The Three-peater
Boss-man is a serious three-peat offender. Here are the top three, er...four guidelines for a three peater, and Boss-man has used all of them in real-world examples:
- If you have only one point to make, then make up shit for the other two. If someone calls BS on you, change the subject.
- If you are chatting over IM and make four points to someone, make sure you number them 1, 2, 2, 3. They will never be the wiser!
- When verbally using a three-peat, ALWAYS count them on your fingers reciting "numbah one, numbah too..." These special hand gestures and intonations will hypnotize your audience into agreement.
- Upper management types love the three-peat explanation because it shows that you are both thoughtful and articulate.
Boss-man likes to follow biblical teachings, therefore I will reveal the true origin of his three-peat beliefs...from Monty Python and the Holy Grail:
And the Lord spake, saying, ‘First shalt thou take out the Holy Pin.
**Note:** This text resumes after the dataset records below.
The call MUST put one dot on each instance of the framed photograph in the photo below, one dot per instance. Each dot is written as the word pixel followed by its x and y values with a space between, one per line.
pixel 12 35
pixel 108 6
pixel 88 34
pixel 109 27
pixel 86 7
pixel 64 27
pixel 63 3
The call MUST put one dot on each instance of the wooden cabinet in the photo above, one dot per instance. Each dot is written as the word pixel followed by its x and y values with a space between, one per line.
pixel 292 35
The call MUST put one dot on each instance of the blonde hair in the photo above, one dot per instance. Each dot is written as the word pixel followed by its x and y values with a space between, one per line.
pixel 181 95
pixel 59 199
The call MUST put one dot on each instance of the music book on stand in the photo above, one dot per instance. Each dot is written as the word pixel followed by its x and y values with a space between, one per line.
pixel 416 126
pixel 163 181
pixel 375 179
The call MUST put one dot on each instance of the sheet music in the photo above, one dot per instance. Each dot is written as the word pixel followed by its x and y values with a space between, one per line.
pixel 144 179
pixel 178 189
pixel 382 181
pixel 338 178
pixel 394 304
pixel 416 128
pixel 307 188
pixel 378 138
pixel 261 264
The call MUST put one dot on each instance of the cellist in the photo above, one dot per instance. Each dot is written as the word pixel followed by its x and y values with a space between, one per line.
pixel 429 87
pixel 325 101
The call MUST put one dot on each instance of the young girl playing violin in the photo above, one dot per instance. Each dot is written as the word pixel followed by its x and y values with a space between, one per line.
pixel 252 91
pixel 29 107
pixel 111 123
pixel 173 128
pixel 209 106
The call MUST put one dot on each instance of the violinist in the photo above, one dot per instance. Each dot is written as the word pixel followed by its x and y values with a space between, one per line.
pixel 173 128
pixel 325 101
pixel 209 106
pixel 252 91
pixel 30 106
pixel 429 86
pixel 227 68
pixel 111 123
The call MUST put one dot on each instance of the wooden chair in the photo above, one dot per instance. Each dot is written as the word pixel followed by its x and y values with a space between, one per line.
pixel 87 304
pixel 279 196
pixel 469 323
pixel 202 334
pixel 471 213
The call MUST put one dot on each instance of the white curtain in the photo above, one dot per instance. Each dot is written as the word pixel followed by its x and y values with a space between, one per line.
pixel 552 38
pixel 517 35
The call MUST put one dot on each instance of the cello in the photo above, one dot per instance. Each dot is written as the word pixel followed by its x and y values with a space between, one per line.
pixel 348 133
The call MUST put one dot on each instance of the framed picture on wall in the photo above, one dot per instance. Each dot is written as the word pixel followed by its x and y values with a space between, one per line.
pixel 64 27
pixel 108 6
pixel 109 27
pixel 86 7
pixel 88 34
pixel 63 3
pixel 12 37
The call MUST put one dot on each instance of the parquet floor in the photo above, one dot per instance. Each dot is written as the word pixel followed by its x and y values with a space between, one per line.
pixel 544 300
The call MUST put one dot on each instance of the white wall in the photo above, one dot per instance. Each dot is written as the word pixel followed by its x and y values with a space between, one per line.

Then, shalt thou count to three, no more, no less. Three shalt be the number thou shalt count, and the number of the counting shall be three. Four shalt thou not count, nor either count thou two, excepting that thou then proceed to three. Five is right out. Once the number three, being the third number, be reached, then lobbest thou thy Holy Hand Grenade of Antioch towards thy foe, who, being naughty in my sight, shall snuff it.’